I'm not going to give up. I still want this baby ... because this baby has saved my life. I truly feel God was looking out after me … If I had gotten pregnant later down the line, I could have been a lot sicker.

It's hard to see it when you're stuck in the middle of something as desperate as infertility, but believing there is a bigger reason can certainly be comforting. Whether it's God, Mother Nature, the universe, or whatever you choose to believe is responsible for those reasons, having faith in something can certainly help when the world seems to make no sense. That faith, which the Rancics have shown continuously throughout their infertility struggles, will serve them well as they beat cancer as well. And just as they have done with infertility, they're sharing their cancer battle with the world, providing comfort and inspiration in the process. Giuliana, who was visibly shaking during the interview, told Ann that while it was difficult, she was sharing her story to help other women remember to take care of themselves. "Don't feel sorry for me, just call your doctor tomorrow and make an appointment," she said.  

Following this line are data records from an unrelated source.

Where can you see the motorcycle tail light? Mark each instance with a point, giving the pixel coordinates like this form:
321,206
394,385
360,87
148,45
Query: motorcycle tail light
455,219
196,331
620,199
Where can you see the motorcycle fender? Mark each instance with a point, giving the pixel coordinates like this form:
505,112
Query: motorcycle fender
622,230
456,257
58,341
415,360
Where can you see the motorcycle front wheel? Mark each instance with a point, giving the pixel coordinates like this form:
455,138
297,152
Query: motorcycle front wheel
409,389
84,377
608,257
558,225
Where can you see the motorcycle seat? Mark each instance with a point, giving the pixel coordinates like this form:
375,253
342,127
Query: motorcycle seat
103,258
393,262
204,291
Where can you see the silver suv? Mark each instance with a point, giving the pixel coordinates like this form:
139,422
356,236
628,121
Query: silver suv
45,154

Wow. Isn't she amazing? I could never imagine putting such a positive spin on a cancer diagnosis. She is my strong role model! What I feel is just a drop in the bucket compared to what she has dealt with so gracefully.

Anyway. Let's get to the freaking positive point of this blog post already. I had a positive ovulation test! My first ever. It is very exciting but scary at the same time. Scared to get disappointed in a few weeks. But until then I have hope and faith, so I am trying my darndest to focus on the good that could happen.  So now just to do the baby dance repeatedly and wait. 
I am going to have labs drawn on day 21 of this cycle to see if all my hormones are in check and make sure the Clomid is having the desired effect on good ole Lavern and Shirley. If not, my doctors says he will increase the strength of the Clomid I take every month. I hope I hope this takes a turn for the better or I get tougher. I'm a work in progress, and that about sums it up.